Kahyu, solitaire débonnaire
A Hampapak, tous les employés de Kalaweit mais aussi les visiteurs occasionnels doivent porter un masque sur le visage avant d’accéder à l’espace des cages, afin d’éviter tout risque de
contamination.
Les singes sont nourris avec des fruits et leur carnet de santé est tenu régulièrement à jour. Le centre dispose de 20 cages de quarantaine et de 80 volières de six mètres de haut où l’on
s’efforce d’apparier mâles et femelles. Si affinités entre deux sujets, on organise un relâcher, mais sans garantir le résultat. " Depuis la création du site, nous avons réintroduit 30 individus, mais une bonne cinquantaine de tentatives ont échouées. Ce n’est pas une science exacte, d’autant que notre zone de forêt protégée est insuffisante en taille. Nous sommes actuellement en pourparlers avec l’administration pour obtenir une extension de 3000 ha. Le
problème désormais à Bornéo, c’est de trouver des territoires encore intacts ". Comme celui d’Hampapak qui recèle encore des trésors, une quinzaine d’orangs-outans notamment.

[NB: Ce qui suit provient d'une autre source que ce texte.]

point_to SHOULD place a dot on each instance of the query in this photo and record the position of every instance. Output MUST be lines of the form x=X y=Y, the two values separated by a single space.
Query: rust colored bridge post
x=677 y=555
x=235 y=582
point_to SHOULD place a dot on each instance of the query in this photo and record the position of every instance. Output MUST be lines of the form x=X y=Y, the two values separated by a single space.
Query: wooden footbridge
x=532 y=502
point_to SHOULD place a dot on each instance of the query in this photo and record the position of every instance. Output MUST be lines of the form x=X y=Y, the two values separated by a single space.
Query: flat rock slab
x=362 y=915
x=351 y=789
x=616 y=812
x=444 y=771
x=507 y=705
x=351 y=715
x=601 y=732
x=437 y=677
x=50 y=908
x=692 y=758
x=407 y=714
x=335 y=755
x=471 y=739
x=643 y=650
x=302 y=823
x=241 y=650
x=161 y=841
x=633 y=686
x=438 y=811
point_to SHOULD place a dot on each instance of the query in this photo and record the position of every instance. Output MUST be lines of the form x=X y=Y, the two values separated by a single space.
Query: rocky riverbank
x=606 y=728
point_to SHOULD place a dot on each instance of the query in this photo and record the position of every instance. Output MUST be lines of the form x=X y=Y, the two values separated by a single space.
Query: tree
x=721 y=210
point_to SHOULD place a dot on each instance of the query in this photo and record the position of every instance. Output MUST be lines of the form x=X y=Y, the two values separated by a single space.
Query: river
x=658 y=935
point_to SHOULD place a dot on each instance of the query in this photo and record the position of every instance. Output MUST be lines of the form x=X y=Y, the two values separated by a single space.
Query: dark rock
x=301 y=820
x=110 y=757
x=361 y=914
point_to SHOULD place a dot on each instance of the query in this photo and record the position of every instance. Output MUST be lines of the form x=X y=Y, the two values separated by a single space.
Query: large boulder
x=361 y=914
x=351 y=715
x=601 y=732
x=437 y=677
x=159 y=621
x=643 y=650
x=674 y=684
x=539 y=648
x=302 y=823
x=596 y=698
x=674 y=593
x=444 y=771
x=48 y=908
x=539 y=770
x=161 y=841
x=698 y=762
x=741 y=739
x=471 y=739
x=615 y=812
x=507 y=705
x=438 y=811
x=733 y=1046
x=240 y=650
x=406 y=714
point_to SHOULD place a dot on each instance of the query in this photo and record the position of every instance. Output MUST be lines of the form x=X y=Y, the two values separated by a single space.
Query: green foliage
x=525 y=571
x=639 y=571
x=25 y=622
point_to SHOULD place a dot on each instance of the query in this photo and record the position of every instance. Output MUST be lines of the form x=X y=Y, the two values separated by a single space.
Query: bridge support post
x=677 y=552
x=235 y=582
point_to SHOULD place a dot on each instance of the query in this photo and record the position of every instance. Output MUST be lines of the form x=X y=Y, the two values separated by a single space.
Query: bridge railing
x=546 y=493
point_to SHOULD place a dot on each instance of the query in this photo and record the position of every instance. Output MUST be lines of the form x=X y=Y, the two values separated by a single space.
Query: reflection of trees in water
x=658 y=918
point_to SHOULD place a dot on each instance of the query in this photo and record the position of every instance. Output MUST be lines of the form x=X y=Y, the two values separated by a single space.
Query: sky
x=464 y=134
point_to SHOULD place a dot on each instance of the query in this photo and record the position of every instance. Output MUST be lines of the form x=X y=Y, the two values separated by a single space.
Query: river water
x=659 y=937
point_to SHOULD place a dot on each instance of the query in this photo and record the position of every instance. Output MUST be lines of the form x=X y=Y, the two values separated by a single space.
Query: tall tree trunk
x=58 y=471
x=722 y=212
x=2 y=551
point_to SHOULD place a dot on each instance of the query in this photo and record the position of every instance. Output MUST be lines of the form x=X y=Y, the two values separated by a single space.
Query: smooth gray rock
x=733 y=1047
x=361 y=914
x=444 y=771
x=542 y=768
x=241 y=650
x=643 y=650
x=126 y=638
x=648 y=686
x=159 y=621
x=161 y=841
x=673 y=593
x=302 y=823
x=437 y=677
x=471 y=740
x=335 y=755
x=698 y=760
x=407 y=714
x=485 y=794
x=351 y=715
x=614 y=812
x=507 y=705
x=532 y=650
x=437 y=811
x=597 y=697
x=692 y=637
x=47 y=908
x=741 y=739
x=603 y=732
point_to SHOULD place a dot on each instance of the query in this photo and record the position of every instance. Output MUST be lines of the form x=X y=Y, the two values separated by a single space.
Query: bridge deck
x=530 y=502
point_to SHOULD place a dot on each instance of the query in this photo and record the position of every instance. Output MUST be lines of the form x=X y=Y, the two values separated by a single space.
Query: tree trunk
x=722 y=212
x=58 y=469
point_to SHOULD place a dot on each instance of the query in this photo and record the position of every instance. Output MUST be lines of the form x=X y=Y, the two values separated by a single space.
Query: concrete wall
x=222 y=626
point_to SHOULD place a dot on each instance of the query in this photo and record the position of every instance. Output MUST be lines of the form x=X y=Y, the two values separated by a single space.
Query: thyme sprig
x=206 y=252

L’homme de la forêt est un sage qui n’aime rien tant que sa haute solitude dans la canopée. " Sa vie est là, dans les arbres, c’est là où il se sent à l’aise avec ses " quatre mains " et son incroyable souplesse malgré son poids, jusqu’à 150 kg pour un grand mâle ",
souligne Chanee. Vivant en solo, l’orang-outan a peut-être dévié sur les sentiers de l’évolution. Il n’a pas eu à acquérir une intelligence sociale, des codes et des rituels de groupe, ni une conscience de lui-même que la société est à même de générer. Il a fait l’économie de tout discours social, réduit sa sexualité aux attouchements nécessaires et suffisants à la reproduction de
l’espèce. Dans son grand visage lunaire, pétillent des interrogations
essentielles : où trouver des fruits à tel moment de l’année ? Quel est le couloir d’accès aérien idéal pour atteindre un étal bien achalandé ?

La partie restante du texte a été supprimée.